Tag Archives: TED

I love watching videos from TED. It’d be such a gift to be in attendance at one of the conferences. Even greater would be the opportunity to speak there. Yet, those are dreams. In my circumstance, I bask in the entertaining lectures through the website. What TED is, is a conference for thinkers to share their ideas. I love the line from V for Vendetta: Behind this mask, Mr. So-and-so, is an idea; and ideas are bulletproof. Truth.

One of the recent lectures I watched was given by an economist, Dan Ariely, from MIT, I think. I’d like to recreate something he shared with TED.

You decide to purchase a subscription to a magazine. Of these choices, which would you choose?

  1. Web-only: $85
  2. Newspaper/Mail-only: $129
  3. Web and Newspaper/Mail: $129

Now suppose the choices were slightly altered. What would you choose now?

  1. Web-only: $85
  2. Web and Newspaper/Mail: $129

When Dr. Ariely presented these scenarios to the audience, he made the point that in the first scenario, no one chose the second option, and the most popular option was the 3rd option. Since no one chose the second option, Dr. Ariely made rid of it which then created the second scenario. In this scenario, the results changed: the most popular option was the first. He then made the point that the second option was useless in that no one wanted it; it was useful, in that it helped us make a decision. Dr. Ariely’s lecture centered on the topic of decisions and whether we are in control of them. I initially clicked on his link hoping to extract some wisdom that I could translate into the theological discussion regarding Calvinism. I don’t think that happened, but I must recommend Dr. Ariely — if anything, for his smashing accent. (Link)

His idea is fascinating, and I would love to expound further on it; but I don’t think I have the facilities to do so. I don’t know where I’d go, so I’ll leave this gem in my mind at the level of engagement.

The second thought I’d like to share concerns music and lyrics (which is a cute movie. Hugh Grant is phenomenal in those love comedies). I’ve always wanted to learn the piano — especially as of lately. I’d love to be able to cover songs, blending whatever the left hand does with the melody. It’s that mindset — the left hand in relation to the right and vice versa — that revealed to me what I want to share: The combination of music and lyrics

Victor Hugo said “that music expresses that which cannot be said and on which it is impossible to be silent.” What an incredible thought! I do certainly believe that music allows us to tap into another facet of explanation and expression. It’s another way to teach, and another way we can learn. Believing this, I knew there had to be some deeper and innate mystery; I think part of that mystery is the intimate relation between music and lyrics.

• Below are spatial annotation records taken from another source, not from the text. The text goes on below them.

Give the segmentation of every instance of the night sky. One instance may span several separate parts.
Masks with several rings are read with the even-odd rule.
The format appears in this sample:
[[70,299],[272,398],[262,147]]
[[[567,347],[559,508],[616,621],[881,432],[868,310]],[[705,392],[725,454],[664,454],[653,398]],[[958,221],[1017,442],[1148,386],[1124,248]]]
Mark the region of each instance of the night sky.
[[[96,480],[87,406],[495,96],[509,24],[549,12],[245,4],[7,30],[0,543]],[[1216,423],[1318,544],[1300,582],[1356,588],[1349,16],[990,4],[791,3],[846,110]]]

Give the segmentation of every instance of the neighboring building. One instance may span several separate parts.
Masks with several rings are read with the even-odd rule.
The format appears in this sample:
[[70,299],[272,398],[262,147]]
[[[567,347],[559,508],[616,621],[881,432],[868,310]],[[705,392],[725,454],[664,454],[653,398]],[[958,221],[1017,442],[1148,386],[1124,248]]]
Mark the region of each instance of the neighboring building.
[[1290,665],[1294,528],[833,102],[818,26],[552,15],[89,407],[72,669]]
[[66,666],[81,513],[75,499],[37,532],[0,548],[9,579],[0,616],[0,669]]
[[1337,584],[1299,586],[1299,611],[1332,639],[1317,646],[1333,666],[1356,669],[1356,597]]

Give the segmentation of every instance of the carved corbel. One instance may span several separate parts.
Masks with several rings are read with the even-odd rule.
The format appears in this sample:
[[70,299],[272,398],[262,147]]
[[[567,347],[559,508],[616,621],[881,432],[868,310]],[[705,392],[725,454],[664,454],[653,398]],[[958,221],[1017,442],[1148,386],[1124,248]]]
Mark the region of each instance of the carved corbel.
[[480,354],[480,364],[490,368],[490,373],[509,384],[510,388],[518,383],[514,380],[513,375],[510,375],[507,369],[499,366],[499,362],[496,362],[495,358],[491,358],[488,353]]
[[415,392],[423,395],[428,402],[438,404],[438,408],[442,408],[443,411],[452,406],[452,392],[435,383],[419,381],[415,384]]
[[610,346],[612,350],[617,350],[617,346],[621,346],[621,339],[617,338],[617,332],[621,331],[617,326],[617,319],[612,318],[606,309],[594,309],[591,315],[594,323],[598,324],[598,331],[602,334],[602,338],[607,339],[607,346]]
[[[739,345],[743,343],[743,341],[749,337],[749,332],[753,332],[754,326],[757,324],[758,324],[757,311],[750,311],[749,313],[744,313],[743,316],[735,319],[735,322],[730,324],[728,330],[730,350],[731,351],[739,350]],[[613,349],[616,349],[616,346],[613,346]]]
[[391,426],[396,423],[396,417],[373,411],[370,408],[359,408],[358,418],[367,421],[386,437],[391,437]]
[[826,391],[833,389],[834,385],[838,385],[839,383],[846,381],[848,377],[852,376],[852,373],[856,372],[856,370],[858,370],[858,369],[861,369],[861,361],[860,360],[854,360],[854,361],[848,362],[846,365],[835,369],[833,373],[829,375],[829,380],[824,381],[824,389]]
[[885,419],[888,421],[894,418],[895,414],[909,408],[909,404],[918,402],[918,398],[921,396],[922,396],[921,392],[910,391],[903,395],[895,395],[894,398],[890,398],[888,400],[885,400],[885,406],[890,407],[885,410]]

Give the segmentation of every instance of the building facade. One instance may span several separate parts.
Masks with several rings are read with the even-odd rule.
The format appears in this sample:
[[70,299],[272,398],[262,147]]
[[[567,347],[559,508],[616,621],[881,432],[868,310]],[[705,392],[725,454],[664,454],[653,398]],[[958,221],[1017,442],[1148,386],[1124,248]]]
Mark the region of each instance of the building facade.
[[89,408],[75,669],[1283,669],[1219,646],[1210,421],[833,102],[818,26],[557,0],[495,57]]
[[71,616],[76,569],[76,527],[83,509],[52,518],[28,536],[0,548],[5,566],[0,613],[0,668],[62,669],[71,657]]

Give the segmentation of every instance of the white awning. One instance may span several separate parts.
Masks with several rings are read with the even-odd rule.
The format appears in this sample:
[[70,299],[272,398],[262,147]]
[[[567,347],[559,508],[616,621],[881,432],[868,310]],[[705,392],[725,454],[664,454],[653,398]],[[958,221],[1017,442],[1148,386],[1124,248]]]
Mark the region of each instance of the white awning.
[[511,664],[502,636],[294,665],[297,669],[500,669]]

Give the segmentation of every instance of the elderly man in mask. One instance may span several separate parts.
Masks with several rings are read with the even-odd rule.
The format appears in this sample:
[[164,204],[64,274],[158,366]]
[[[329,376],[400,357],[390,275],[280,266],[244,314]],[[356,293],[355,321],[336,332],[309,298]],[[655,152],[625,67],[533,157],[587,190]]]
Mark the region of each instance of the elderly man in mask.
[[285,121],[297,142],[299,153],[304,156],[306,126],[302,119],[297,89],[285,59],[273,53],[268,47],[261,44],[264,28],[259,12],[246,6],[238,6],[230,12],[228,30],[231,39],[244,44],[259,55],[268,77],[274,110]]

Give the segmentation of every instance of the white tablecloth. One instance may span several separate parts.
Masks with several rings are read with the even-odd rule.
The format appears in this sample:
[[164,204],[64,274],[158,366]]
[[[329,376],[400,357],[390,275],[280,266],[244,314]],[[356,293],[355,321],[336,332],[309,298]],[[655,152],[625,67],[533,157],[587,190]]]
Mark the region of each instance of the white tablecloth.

It’s very simple, I think. A song has music and lyrics, but a good song has music that is for specific lyrics. How can we identify good songs? It’s a radical move — outrageous, maybe even absurd — to bring a standard into what has always been a subjectively and opinion driven art. That is why I don’t think it’s necessary to identify what a good song is. I imagine it’s challenging enough just to try and write a song. A good song will be different for everyone. A good song will have music that partners with the lyrics to deliver something that only music can deliver. That will be different for everyone.